At EGA we stand for efficient and secure sharing of human genomic data. Data upcycling can create some virtuous paths with an amazing potential to benefit science and to translate in medical advances.


In 2012 a collaborative effort headed by the teams of Carlos Caldas in Cambridge, UK and Samuel Aparicio, Canada, produced a pivotal study aimed at defining the mutational landscape of breast cancer. They gathered a collection of over 2000 breast cancer samples (METABRIC) associated with long-term clinical follow-up. They delineated an array of inherited and somatically acquired genetic variants and associated them to gene expression. This led to the identification of putative cancer-driving events and improved stratification of breast cancer patients. The study elicited huge attention and was tackled as herculean effort by fellow researchers. Cristina Curtis and her colleagues deposited the data in the EGA archive (EGAS00000000083). What they probably could not foresee is that their data would be reused more than 100 times, becoming one of the most downloaded datasets at EGA.

In 2015, Frederik S. Varn and colleagues accessed the above-mentioned data from the New Hampshire, USA, to correlate it to transcriptional programs of hematopoietic cells infiltrated in breast tumours and found that those can influence patients’ prognosis. Their findings, published in Nature Communications, improved the understanding of the interplay between immune system and cancer.

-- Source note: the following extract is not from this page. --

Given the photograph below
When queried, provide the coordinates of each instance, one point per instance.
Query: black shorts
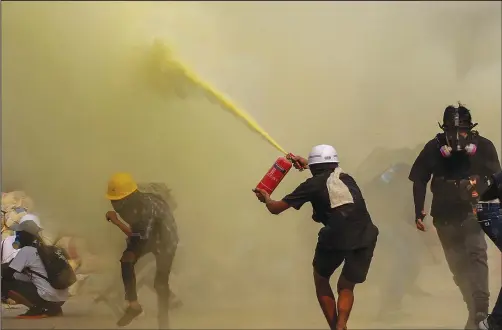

Again, in 2017 the dataset was downloaded by an Italian/Polish collaboration and used to corroborate their mechanistic study that demonstrate how a long non-coding RNA (lncRNA) is aberrantly localized into the chromatin, where it modulates oncogenic isoforms expression, thus contributing to breast cancer.

To date, the METABRIC dataset has been reused to contribute to 147 publications. Its impact on breast cancer research is incalculable, and it even spread beyond that, with recent contributions to the understanding of pan-cancer mechanisms and features. Some of the publications are translating into improvements in diagnosis and treatment of different types of breast cancer.

This is just an example of how data upcycling can amplify the potential of any dataset, well past the scope of its creation, the imagination of its owners and any geographical border. At EGA, we are proud to empower such fruitful worldwide cycles of knowledge, providing a platform that enables safe sharing of sensitive genetic data.